When an anesthesiologist finds the patient’s or surgeon’s limitations of intervention decisions to be irreconcilable with one’s own moral views, then the anesthesiologist should withdraw in a nonjudgmental fashion, providing an alternative for care in a timely fashion.

If such alternatives are not feasible within the time frame necessary to prevent further morbidity or suffering, then in accordance with the AMA’s Principles of Medical Ethics, care should proceed with reasonable adherence to the patient’s directives, being mindful of the patient’s goals and values.

However, it is important that physicians ensure that by objecting they are not inappropriately applying their own personal moral convictions and beliefs to the physician-patient relationship.

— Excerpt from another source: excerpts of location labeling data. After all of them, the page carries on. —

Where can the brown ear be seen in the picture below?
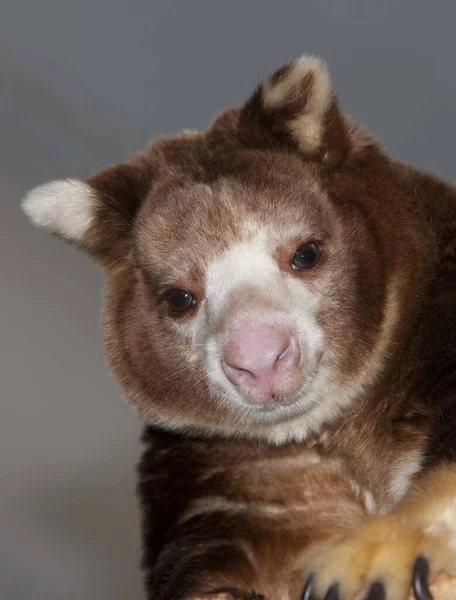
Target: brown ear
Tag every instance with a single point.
(96, 214)
(296, 108)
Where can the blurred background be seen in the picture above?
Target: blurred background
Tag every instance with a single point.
(83, 84)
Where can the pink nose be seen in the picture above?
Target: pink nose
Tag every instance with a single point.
(262, 362)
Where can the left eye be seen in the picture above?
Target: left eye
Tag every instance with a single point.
(179, 300)
(306, 256)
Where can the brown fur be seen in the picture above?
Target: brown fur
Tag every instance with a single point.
(223, 509)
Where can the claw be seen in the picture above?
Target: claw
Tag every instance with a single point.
(333, 592)
(420, 579)
(376, 591)
(308, 588)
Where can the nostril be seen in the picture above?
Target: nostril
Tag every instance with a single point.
(284, 353)
(236, 374)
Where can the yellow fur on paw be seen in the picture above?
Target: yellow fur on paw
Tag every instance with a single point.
(382, 552)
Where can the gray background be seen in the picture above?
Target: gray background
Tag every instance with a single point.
(83, 84)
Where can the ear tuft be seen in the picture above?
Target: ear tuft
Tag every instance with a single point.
(64, 208)
(297, 107)
(304, 86)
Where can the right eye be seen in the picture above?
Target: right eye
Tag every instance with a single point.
(179, 301)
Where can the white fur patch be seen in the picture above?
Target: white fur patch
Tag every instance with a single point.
(307, 128)
(63, 207)
(405, 468)
(283, 301)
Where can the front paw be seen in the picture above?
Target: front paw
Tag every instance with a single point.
(384, 560)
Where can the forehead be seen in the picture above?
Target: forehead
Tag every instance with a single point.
(187, 222)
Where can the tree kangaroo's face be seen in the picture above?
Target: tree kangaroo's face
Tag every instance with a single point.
(251, 290)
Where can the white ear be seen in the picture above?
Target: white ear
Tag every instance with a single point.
(64, 207)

In reality, most ethical dilemmas raised by conscientious refusal can be prevented by forethought, communication, planning and accommodation. However, when push comes to shove, in nonemergent situations, anesthesiologists and surgeons have the right to withdraw themselves from a patient’s care, as long as they refer the patient to another health care provider. Not only can the referral be to another physician, but the patient can be referred to another medical center that has expertise in caring for JW patients which may be the best way for these patients to receive optimum care.

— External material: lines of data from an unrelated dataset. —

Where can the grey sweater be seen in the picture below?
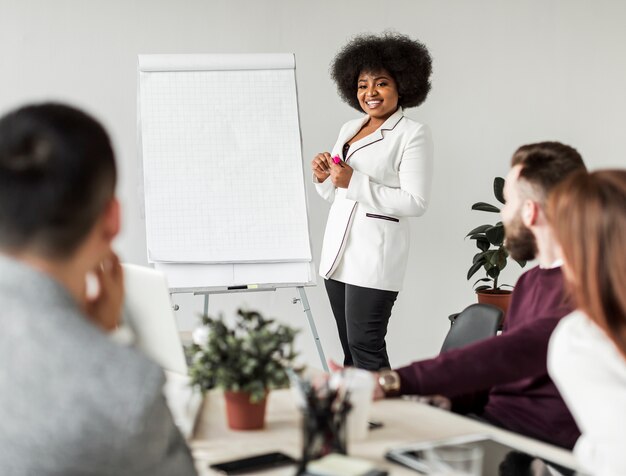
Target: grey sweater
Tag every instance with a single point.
(72, 402)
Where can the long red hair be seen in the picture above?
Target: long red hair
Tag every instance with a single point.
(588, 215)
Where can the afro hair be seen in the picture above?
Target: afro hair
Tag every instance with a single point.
(407, 60)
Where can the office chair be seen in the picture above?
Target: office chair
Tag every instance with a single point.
(476, 322)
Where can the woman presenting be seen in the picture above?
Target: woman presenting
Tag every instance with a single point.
(376, 176)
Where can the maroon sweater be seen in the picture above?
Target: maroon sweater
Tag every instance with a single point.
(510, 368)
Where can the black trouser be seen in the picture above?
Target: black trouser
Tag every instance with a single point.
(362, 315)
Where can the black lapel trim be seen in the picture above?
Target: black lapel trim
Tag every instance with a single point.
(377, 140)
(339, 252)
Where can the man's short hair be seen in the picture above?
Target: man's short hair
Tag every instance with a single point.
(57, 173)
(545, 164)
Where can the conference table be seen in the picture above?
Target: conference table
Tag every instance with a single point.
(404, 422)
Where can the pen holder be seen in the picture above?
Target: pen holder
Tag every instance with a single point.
(323, 425)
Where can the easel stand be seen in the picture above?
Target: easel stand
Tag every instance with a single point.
(302, 299)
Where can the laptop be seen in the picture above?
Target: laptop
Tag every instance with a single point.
(150, 318)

If the situation is a life-or-death emergency with no time to make a referral, then the physician is obligated to care for the patient, trying as much as possible to adhere to the patient’s and his or her parents’ wishes. However, if the physician is concerned that he or she will not be able to comply, then the patient and/or the parents should be so informed.

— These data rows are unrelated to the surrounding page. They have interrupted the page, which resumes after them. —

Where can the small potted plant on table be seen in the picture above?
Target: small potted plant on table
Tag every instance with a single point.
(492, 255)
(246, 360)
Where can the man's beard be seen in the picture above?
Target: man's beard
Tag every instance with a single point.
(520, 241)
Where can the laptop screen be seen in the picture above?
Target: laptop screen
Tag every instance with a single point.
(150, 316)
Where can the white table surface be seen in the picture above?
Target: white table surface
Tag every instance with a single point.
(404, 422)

Of note, these guidelines are similar to the Management of Anaesthesia for Jehovah’s Witnesses, published by The Association of Anaesthetists of Great Britain and Ireland in 2005 [23].

Case Resolution

The patient and her mother were active members of their church and were assisted in articulating the grounds for their refusal by a member of the local Jehovah’s Witness Hospital Liaison Committee. During a family care conference the surgeon and anesthesiologist shared measures they commonly employ with any patient to reduce the likelihood of transfusion. Furthermore they outlined additional preoperative measures (such as hypervolemic hemodilution) that could be employed to reduce loss of blood cells during surgery. The anesthesiologist led the mother through a checklist of interventions that she would and would not accept for her daughter [24]. The patient and mother made a personal decision to decline whole blood and its components (packed red cells, leukocytes, platelets, and plasma), immune globulin, or autotransfusion of previously banked blood/blood components. The patient and her family were willing to grant permission for use of a cell saver intraoperatively and albumin or other volume expanders. Case consultation involved the office of legal services and the general counsel was able to draft an acknowledgement statement as outlined above.

In a similar case involving a younger child needing a nephrectomy, the family was unwilling to sign an acknowledgement agreement. In this second case, the hospital pursued a court order seeking permission to transfuse if necessary to preserve life and the request was granted. In the end, both children underwent an uncomplicated nephrectomy and neither child required the use of blood or blood products.